How can you find your niche? First, identify your interests and passions—what won’t seem like “work” is more likely to be something you will want to stick with and not quit. If you aren’t sure how to hone in on your passions, make a detailed list of how you most enjoy spending your time. Secondly, identify if there is a problem you can resolve via your interests. Is there a business idea that can fix a problem for your targeted customer?
2. DOCUMENT WHAT YOU’RE LEARNING
Document what you’re learning on a blog, YouTube channel or even Instagram. Find an audience interested in what you’re learning. Don’t want to fork out money to set up a website? WordPress is the most widely used website builder and content management system (CMS) in the world. They even have themes and plugins already set up from third-party developers so you can just jump in and “go.” WordPress is a free, open-source platform that can be easily used by the novice with no site design experience. The CMS can be installed and activated in just minutes. Don’t let your fear of not being tech savvy get in your way. Just be resourceful!
3. HANDPICK SOME PRODUCTS
Pick products you’re using that you can offer your audience through an affiliate connection.
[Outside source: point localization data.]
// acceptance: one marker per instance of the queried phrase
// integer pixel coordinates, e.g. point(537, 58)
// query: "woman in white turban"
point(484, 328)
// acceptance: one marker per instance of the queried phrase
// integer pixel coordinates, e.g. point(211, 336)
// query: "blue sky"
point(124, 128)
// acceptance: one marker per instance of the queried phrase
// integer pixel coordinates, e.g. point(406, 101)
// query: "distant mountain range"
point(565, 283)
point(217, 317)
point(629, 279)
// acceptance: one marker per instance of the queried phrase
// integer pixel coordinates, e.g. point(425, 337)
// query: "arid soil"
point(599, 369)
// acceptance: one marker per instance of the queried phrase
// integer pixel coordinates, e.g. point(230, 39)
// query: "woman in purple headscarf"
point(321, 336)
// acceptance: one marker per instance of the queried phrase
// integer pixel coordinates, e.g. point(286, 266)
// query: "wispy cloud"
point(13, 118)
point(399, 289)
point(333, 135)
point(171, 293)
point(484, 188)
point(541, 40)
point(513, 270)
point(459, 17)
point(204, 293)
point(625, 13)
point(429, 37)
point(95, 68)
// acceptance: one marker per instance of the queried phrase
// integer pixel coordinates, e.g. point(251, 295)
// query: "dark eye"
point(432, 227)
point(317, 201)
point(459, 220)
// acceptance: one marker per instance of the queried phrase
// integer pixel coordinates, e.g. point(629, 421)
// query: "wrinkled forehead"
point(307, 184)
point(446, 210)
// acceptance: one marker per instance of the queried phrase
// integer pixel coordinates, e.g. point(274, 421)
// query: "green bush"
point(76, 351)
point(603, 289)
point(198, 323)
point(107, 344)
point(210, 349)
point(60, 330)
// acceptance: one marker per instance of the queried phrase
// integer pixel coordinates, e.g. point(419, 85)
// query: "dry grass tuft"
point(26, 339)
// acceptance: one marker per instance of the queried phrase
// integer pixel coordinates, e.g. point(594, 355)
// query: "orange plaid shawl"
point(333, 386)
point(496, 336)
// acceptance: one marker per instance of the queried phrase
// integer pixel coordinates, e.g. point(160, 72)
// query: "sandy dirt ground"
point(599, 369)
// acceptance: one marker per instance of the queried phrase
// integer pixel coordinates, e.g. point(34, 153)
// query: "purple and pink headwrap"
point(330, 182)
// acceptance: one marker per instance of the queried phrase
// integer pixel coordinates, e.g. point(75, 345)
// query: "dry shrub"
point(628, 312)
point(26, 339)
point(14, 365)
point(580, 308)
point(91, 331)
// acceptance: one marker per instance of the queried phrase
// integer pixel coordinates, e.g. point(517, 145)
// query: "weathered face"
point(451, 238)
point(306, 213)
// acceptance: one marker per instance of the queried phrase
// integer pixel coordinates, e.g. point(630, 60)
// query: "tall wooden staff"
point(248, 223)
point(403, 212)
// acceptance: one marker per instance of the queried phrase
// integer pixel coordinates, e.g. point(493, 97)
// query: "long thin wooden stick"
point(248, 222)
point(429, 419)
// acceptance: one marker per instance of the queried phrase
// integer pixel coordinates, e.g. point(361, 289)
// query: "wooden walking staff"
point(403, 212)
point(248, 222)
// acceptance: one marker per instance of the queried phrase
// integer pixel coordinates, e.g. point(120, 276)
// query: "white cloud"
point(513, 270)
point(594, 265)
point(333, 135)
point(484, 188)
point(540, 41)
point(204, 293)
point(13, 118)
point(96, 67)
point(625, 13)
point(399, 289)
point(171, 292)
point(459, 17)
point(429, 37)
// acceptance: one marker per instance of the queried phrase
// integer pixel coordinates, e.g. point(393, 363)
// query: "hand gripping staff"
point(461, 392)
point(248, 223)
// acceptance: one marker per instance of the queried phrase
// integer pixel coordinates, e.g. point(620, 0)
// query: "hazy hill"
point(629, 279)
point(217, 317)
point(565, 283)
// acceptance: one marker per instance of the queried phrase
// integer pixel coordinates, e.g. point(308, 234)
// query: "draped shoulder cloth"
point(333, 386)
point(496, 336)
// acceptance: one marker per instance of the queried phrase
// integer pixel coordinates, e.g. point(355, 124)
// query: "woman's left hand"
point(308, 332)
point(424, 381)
Don’t feel you need to shoot for the “big guns.” Some of my best affiliate programs are through small, new companies that have a good feel for great marketing ideas.
4. INVENT A DIY SOLUTION
After having an audience for a little while, on whatever topic you’re becoming an expert, you’ll start to hear about a few pain points they all face. You’ll see reoccurring themes that your readers need solutions for. If you solve for a common problem using materials purchased, you can offer affiliate links, and you’ll not only have grateful followers but a nice little stream of income. By anticipating your follower’s needs, you’ll keep your audience engaged, and you’ll also gain their trust with your product recommendations, which could lead to future affiliate partnerships. Ask your followers if they have an idea or product to share. Soliciting feedback keeps the line of communication open and builds a community forum with your followers, while you are still seen as the expert.
5. WRITE A BOOK
Once you’re a published author, you become an authority on your topic. Then, you earn an income not only from book sales (which, trust me, won’t make you rich) but also from whatever e-products you off er folks who venture to your site after reading your book. If you elect to self-publish, first build a well established audience to sell to. Even with a strong social media following, you will likely sell books to only a small percentage of your followers. Sweet Maple was going to be self published until I wound up having a few publishers fighting over it. Do note, self-publishing is still a totally legit way to go; you control all the details and make 100% of the profit.